Cuando entró, lo envolvió una cortina de humo de cigarrillo que colgaba en el aire, que no se disipaba, sino que meramente se expandía y se espesaba como la contaminación de origen humano.

La barra del The Standing Stones estaba llena como de costumbre. Las dos mesas de billar estaban ocupadas; en un rincón, unos hombres sentados en círculo jugaban al dominó y una partida de dardos estaba en pleno desarrollo. Casi nadie miró a Doyle cuando dejó que la puerta golpeara y caminó hacia la barra.

Pidió whisky y se sentó en un taburete de la barra, mientras estudiaba con la mirada las imágenes reflejas del espejo de detrás de la barra.

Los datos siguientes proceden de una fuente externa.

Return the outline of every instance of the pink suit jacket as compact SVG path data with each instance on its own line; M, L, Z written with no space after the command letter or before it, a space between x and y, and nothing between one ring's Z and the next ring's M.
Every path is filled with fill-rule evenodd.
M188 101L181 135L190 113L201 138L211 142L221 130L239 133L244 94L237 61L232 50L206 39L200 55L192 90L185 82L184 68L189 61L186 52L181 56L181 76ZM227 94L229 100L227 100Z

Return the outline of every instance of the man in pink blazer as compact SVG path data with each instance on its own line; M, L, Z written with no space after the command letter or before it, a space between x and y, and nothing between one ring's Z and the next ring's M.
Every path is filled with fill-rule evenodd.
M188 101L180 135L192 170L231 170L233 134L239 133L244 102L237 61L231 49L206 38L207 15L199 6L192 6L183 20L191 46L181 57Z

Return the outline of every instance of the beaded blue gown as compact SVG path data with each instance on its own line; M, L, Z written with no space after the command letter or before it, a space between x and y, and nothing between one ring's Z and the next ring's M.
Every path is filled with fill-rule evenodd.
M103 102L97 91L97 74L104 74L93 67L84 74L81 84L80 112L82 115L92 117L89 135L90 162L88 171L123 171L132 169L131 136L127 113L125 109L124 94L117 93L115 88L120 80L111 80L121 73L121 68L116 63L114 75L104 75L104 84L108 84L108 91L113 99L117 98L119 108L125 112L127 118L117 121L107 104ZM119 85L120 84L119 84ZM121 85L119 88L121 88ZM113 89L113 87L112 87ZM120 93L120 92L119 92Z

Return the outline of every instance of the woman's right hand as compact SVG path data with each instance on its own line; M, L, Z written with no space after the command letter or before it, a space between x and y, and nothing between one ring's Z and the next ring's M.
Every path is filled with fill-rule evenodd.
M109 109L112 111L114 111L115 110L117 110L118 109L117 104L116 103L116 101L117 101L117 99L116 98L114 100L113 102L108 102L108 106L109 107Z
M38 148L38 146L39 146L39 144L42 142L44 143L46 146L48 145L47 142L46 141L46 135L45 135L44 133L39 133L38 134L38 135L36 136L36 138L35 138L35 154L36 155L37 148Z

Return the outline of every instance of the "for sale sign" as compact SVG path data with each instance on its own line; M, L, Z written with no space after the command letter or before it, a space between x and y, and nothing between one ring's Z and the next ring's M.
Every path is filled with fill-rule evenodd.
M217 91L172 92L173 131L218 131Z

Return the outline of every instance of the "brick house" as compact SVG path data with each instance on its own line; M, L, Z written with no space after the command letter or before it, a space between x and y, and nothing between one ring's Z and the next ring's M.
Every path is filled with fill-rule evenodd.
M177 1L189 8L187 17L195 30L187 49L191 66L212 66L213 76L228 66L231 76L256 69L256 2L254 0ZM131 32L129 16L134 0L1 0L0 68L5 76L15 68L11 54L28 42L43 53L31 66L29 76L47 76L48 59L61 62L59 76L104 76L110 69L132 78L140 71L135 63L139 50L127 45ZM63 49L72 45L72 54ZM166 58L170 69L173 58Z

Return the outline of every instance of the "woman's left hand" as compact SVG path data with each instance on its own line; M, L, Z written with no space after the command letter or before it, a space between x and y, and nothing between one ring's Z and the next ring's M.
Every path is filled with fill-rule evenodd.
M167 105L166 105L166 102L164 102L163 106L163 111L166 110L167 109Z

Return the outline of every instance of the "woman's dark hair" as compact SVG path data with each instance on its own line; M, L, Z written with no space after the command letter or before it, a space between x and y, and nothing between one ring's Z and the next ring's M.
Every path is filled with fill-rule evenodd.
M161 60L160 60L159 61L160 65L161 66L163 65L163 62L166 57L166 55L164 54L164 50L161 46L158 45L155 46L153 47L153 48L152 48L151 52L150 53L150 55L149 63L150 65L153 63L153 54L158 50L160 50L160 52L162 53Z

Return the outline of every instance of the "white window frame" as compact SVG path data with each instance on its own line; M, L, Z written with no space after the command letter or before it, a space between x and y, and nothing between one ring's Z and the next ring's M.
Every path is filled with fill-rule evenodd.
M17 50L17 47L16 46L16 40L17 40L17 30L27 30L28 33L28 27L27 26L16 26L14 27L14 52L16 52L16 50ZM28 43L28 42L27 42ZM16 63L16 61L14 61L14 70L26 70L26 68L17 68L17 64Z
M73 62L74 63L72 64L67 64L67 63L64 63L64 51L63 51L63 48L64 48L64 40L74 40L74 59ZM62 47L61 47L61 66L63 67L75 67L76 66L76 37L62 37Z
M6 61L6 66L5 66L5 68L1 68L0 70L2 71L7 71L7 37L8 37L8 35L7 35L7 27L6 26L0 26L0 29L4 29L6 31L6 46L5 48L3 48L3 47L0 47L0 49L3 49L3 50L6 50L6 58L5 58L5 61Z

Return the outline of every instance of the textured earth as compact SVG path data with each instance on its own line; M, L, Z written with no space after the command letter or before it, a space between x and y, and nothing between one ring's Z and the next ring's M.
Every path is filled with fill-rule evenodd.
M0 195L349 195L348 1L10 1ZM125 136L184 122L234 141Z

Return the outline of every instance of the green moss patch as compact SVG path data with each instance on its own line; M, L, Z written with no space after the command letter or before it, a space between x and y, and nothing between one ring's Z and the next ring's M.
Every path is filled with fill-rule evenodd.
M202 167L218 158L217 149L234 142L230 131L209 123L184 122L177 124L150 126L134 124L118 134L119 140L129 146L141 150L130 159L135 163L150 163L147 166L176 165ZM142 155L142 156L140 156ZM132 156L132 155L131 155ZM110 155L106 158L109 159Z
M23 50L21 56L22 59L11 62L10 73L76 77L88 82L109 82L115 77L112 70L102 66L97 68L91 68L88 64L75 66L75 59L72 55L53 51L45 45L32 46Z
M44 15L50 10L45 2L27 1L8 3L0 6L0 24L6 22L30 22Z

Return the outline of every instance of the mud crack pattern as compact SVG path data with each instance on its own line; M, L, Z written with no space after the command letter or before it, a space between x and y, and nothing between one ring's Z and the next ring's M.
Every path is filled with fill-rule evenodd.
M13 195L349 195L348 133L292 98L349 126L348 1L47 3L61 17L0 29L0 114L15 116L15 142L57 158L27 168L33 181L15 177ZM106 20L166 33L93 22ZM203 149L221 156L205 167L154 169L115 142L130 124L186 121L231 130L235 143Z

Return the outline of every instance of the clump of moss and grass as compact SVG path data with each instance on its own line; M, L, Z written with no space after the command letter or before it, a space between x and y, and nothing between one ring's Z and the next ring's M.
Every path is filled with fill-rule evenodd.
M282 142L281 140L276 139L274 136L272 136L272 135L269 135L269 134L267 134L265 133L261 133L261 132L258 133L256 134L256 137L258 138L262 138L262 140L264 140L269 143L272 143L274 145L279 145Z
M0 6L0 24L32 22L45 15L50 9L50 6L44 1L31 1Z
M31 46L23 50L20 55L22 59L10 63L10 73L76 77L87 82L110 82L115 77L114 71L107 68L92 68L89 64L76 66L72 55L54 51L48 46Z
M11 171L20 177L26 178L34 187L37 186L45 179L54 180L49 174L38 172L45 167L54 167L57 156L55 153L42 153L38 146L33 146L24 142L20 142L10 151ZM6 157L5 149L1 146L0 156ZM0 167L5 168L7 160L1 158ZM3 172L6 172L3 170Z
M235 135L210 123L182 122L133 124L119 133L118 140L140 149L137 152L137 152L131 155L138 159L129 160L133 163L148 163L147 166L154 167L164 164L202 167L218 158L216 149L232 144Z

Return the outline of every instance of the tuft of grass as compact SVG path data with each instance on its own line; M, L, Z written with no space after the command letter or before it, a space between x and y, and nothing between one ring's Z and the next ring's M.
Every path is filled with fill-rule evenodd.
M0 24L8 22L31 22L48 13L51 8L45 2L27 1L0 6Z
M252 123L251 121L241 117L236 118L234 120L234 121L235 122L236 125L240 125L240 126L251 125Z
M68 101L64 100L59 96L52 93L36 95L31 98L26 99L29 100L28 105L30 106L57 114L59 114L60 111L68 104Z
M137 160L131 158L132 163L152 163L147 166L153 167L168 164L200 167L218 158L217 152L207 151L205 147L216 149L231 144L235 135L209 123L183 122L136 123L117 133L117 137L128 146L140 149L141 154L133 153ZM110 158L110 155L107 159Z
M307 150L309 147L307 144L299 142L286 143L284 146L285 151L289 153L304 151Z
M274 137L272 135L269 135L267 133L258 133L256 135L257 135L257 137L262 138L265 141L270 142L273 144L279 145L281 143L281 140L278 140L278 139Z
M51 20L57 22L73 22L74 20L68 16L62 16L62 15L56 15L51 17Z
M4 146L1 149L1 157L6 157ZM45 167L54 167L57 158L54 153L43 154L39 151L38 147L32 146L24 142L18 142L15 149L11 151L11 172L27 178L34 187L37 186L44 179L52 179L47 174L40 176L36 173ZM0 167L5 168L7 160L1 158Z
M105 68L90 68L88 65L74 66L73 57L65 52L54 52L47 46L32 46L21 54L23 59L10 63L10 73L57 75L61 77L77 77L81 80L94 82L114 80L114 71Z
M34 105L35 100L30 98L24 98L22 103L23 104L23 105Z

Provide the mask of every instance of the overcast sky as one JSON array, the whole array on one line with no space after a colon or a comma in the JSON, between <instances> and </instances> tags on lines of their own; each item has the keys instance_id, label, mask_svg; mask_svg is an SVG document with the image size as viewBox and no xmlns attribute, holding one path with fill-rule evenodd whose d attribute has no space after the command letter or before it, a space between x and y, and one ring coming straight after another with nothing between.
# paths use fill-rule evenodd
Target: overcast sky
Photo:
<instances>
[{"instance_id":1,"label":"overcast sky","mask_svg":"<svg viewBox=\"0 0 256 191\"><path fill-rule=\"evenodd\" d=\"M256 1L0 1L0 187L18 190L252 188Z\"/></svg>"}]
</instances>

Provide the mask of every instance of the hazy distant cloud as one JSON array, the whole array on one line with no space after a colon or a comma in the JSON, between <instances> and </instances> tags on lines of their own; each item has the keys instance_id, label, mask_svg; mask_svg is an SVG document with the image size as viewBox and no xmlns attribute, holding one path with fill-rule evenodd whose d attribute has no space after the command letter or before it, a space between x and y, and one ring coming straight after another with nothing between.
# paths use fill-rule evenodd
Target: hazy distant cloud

Hasta ese momento, ninguna cara le resultaba conocida. Miró de reojo el compartimiento donde Billy Dolan había estado sentado el día anterior, pero estaba vacío. Había un par de vasos de cerveza vacíos sobre la mesa, pero en ese momento los estaba recogiendo una camarera que, con otros que ya llevaba para lavar, volvía a su puesto detrás de la barra. Doyle le sonrió cuando pasó junto a él y se alegro de comprobar que le devolvía el gesto. Mientras la chica pasaba, él leyó una tarjeta con el nombre que llevaba puesto sobre la blusa blanca.

Siobhan.

Volvió a sonreír mientras ella se desplazaba al otro extremo de la barra.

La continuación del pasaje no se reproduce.